Indian parenting is rich in warmth, closeness, and sacrifice. But it is also shaped by pressure. “Log kya kahenge (What will people say?”) is not just a phrase; it becomes a silent scorecard. Marks are not merely indicators of current academic ability – they are status, security, and sometimes indicators of self-worth. Many parents who struggled early in life or built stability through education naturally fear that one wrong step will ruin a child’s future. Add social media comparisons and constant talk of “success,” and hovering can feel like love.

But constant parental oversight – watching, correcting, and intervening – can lead a child to internalise a limiting belief: “I can’t do life without you.”

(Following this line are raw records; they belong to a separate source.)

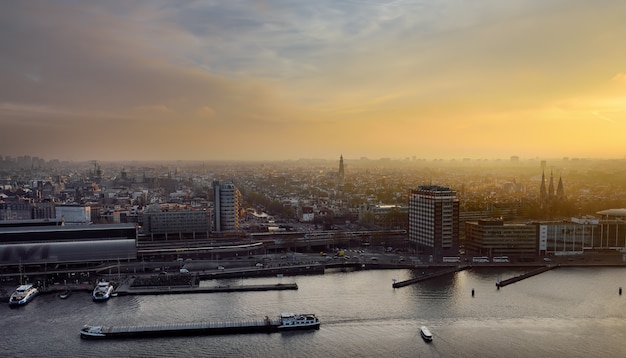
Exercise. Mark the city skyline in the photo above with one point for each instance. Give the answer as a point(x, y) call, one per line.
point(279, 80)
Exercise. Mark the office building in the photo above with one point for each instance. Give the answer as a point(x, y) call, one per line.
point(227, 201)
point(492, 237)
point(434, 219)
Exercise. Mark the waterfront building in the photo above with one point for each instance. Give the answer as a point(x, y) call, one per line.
point(434, 219)
point(227, 202)
point(179, 223)
point(37, 242)
point(492, 237)
point(583, 235)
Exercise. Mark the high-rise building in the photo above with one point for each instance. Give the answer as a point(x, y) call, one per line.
point(227, 200)
point(341, 173)
point(434, 219)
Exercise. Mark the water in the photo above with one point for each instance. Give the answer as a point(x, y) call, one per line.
point(567, 312)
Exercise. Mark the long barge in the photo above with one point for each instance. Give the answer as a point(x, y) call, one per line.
point(286, 322)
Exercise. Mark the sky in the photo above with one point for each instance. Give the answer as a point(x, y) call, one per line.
point(283, 80)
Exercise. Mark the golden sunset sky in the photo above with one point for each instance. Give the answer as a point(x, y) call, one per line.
point(278, 80)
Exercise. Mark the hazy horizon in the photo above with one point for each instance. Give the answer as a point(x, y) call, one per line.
point(266, 81)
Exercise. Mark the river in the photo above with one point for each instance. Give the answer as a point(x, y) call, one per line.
point(566, 312)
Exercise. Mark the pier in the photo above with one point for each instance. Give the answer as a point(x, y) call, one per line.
point(525, 276)
point(429, 276)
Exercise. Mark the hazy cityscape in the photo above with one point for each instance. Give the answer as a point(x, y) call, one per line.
point(361, 178)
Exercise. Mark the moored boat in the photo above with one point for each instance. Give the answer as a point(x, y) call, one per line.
point(102, 291)
point(22, 295)
point(286, 321)
point(425, 333)
point(289, 321)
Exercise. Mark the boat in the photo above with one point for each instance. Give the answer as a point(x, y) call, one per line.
point(290, 321)
point(102, 291)
point(65, 294)
point(22, 295)
point(286, 322)
point(425, 333)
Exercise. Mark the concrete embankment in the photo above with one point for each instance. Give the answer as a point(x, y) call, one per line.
point(429, 276)
point(525, 276)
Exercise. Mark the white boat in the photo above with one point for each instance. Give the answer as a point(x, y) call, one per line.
point(102, 291)
point(22, 295)
point(425, 332)
point(289, 321)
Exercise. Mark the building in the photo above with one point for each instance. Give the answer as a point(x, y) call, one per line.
point(492, 237)
point(341, 174)
point(74, 214)
point(179, 223)
point(583, 235)
point(46, 242)
point(227, 201)
point(434, 219)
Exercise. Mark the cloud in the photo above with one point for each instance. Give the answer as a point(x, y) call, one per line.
point(304, 73)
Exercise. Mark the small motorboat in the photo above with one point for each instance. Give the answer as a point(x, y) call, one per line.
point(425, 333)
point(65, 294)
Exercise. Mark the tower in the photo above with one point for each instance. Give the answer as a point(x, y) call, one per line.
point(434, 219)
point(227, 199)
point(543, 194)
point(551, 187)
point(341, 173)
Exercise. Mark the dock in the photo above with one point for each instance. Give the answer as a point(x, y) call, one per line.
point(525, 276)
point(429, 276)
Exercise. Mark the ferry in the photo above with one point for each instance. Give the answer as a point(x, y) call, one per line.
point(22, 295)
point(289, 321)
point(425, 333)
point(286, 321)
point(102, 291)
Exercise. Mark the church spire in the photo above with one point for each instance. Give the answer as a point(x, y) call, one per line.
point(551, 187)
point(542, 191)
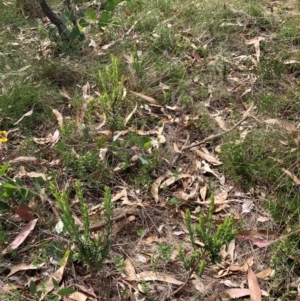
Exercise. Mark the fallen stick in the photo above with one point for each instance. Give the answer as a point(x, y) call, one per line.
point(116, 219)
point(212, 137)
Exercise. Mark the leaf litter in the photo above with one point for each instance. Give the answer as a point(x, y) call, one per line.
point(190, 186)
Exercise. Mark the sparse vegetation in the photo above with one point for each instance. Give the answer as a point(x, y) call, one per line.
point(125, 122)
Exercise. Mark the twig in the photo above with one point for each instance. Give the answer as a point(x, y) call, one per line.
point(187, 278)
point(212, 137)
point(115, 219)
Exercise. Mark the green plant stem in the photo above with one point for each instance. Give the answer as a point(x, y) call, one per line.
point(193, 269)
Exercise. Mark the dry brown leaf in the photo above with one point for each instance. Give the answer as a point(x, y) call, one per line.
point(255, 42)
point(157, 276)
point(264, 273)
point(59, 117)
point(150, 240)
point(199, 285)
point(130, 115)
point(258, 233)
point(209, 158)
point(220, 198)
point(120, 195)
point(29, 113)
point(236, 292)
point(23, 159)
point(239, 268)
point(283, 124)
point(88, 291)
point(220, 121)
point(203, 191)
point(24, 267)
point(145, 97)
point(292, 176)
point(22, 172)
point(130, 270)
point(77, 296)
point(247, 206)
point(176, 149)
point(21, 236)
point(231, 249)
point(64, 93)
point(174, 179)
point(47, 286)
point(255, 292)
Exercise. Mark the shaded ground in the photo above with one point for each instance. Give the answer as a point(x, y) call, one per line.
point(214, 87)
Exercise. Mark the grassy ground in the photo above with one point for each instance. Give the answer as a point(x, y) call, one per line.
point(204, 63)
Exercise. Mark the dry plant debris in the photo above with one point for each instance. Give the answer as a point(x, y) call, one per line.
point(169, 106)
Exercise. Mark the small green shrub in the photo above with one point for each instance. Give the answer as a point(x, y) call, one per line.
point(112, 99)
point(91, 252)
point(212, 238)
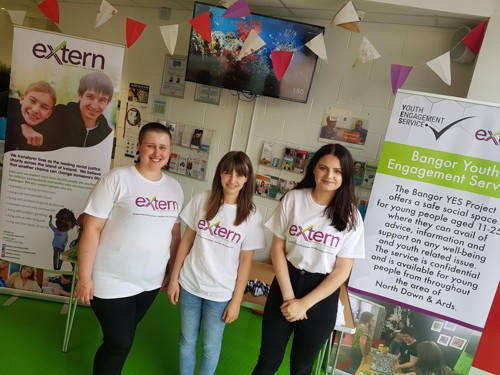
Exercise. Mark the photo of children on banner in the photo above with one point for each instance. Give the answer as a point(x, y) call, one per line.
point(24, 279)
point(65, 221)
point(343, 128)
point(396, 334)
point(60, 285)
point(36, 123)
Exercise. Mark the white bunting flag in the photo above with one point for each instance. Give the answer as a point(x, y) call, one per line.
point(169, 34)
point(17, 16)
point(366, 53)
point(252, 44)
point(317, 45)
point(441, 66)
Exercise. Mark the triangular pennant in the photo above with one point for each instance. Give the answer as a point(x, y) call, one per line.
point(399, 74)
point(351, 26)
point(238, 9)
point(106, 11)
point(227, 3)
point(202, 25)
point(281, 60)
point(252, 44)
point(317, 45)
point(441, 66)
point(134, 31)
point(169, 34)
point(346, 14)
point(474, 39)
point(366, 53)
point(17, 16)
point(51, 9)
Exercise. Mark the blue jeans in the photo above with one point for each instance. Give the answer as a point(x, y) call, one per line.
point(195, 311)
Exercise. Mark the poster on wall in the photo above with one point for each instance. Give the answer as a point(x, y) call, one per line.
point(432, 227)
point(61, 121)
point(340, 125)
point(174, 72)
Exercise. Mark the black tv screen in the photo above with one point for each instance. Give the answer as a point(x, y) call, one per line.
point(217, 64)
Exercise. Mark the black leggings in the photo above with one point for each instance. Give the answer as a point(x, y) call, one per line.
point(118, 318)
point(309, 334)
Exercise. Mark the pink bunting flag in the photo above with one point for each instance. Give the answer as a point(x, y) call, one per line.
point(238, 9)
point(202, 25)
point(474, 39)
point(281, 60)
point(134, 31)
point(51, 9)
point(399, 74)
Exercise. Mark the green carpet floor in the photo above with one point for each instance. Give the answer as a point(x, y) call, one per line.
point(32, 332)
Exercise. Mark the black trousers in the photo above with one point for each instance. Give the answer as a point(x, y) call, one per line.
point(309, 335)
point(118, 318)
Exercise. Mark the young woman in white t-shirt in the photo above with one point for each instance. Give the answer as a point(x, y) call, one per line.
point(130, 231)
point(318, 232)
point(211, 270)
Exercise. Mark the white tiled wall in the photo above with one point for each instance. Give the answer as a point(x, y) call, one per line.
point(365, 89)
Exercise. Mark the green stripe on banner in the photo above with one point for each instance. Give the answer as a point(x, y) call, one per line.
point(441, 168)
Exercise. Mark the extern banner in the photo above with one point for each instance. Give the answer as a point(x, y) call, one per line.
point(60, 129)
point(432, 226)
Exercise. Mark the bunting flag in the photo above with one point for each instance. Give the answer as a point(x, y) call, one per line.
point(441, 66)
point(474, 39)
point(51, 9)
point(227, 3)
point(347, 18)
point(399, 74)
point(134, 31)
point(366, 52)
point(169, 34)
point(317, 45)
point(252, 44)
point(281, 60)
point(17, 16)
point(106, 11)
point(238, 9)
point(202, 25)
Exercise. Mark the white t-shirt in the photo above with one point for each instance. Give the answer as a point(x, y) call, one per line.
point(211, 267)
point(134, 246)
point(312, 243)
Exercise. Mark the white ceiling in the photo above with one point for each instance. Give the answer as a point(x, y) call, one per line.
point(310, 9)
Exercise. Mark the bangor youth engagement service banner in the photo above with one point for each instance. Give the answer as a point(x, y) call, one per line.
point(432, 227)
point(40, 182)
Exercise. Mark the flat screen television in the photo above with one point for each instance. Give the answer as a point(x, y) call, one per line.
point(217, 64)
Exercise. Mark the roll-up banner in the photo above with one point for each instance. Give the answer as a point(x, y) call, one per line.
point(60, 128)
point(433, 226)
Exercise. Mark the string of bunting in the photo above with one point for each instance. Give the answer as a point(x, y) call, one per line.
point(347, 18)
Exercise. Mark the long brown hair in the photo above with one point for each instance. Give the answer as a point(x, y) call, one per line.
point(239, 162)
point(341, 210)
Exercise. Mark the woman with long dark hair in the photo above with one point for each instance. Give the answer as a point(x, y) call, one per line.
point(318, 232)
point(211, 270)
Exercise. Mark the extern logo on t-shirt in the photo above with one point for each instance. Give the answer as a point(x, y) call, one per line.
point(156, 204)
point(310, 235)
point(217, 230)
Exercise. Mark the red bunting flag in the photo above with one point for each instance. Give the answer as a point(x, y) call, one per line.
point(238, 9)
point(399, 74)
point(474, 39)
point(134, 31)
point(202, 25)
point(281, 60)
point(51, 9)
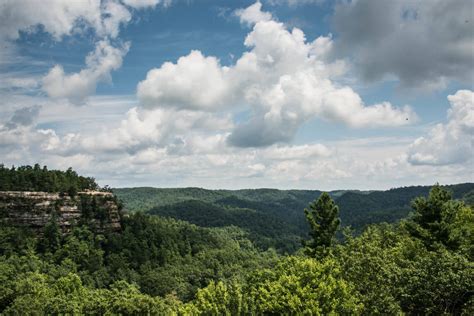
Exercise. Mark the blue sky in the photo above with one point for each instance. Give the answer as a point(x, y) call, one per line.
point(236, 94)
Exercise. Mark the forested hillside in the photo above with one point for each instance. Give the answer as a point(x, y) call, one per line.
point(272, 217)
point(155, 265)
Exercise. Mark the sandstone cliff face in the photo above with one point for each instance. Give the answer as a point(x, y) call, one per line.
point(36, 209)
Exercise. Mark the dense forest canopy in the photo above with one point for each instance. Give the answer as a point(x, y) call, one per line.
point(37, 178)
point(274, 218)
point(422, 264)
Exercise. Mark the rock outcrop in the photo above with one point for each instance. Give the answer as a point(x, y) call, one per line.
point(36, 209)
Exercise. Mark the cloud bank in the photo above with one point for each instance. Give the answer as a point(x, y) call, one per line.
point(283, 80)
point(423, 44)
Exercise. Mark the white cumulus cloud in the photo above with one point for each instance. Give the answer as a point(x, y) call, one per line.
point(450, 143)
point(283, 80)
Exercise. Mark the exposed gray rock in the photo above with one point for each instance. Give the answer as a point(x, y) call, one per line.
point(36, 209)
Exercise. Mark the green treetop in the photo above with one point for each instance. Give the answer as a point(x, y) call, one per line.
point(323, 219)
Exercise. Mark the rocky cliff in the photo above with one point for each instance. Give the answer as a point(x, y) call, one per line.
point(36, 209)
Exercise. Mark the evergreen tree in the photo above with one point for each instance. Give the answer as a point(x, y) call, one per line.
point(438, 219)
point(323, 219)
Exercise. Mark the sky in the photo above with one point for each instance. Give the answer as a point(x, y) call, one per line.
point(289, 94)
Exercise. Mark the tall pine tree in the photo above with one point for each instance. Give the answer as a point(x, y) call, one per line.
point(323, 219)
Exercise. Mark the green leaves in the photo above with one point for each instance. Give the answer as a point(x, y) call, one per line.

The real cost: Confidence, calm and coping

Children build confidence by doing. By trying. By failing in small ways. By learning how to fix mistakes. When parents take over decisions and problems, children lose those chances.

Over time, helicopter parenting can make a child anxious, because the world begins to feel unsafe. If parents behave as if every problem is a crisis, the child’s mind learns to treat problems as threats. Some children become perfectionistic and afraid to make mistakes. Some become indecisive, always needing reassurance. Some appear high achieving, but inside they feel fragile.

In older students, we have seen academic stress become so intense that it shows up physically: racing heartbeat, breathlessness, panic-like episodes. The pressure around Years 11 and 12 can become especially heavy in homes where VCE/HSC is treated as a make-or-break moment. It is important to remember that Year 12 results matter, but they are not the only test of life. A child who learns resilience and self-management will face life’s bigger tests with far more strength than a child who simply learns how to fear failure.

over protective parenting
Give your child the space to fail, and then learn from that failure. (Source: Canva)

A simple mirror: The Sleepover Test

Here is a gentle question for many Indian families: would you allow your child to stay at a friend’s house for a sleepover? For some parents, the idea feels uncomfortable. But a safe sleepover is not just fun. It teaches independence, manners, social confidence, and responsibility away from the comfort of parents. It is a small rehearsal for adulthood.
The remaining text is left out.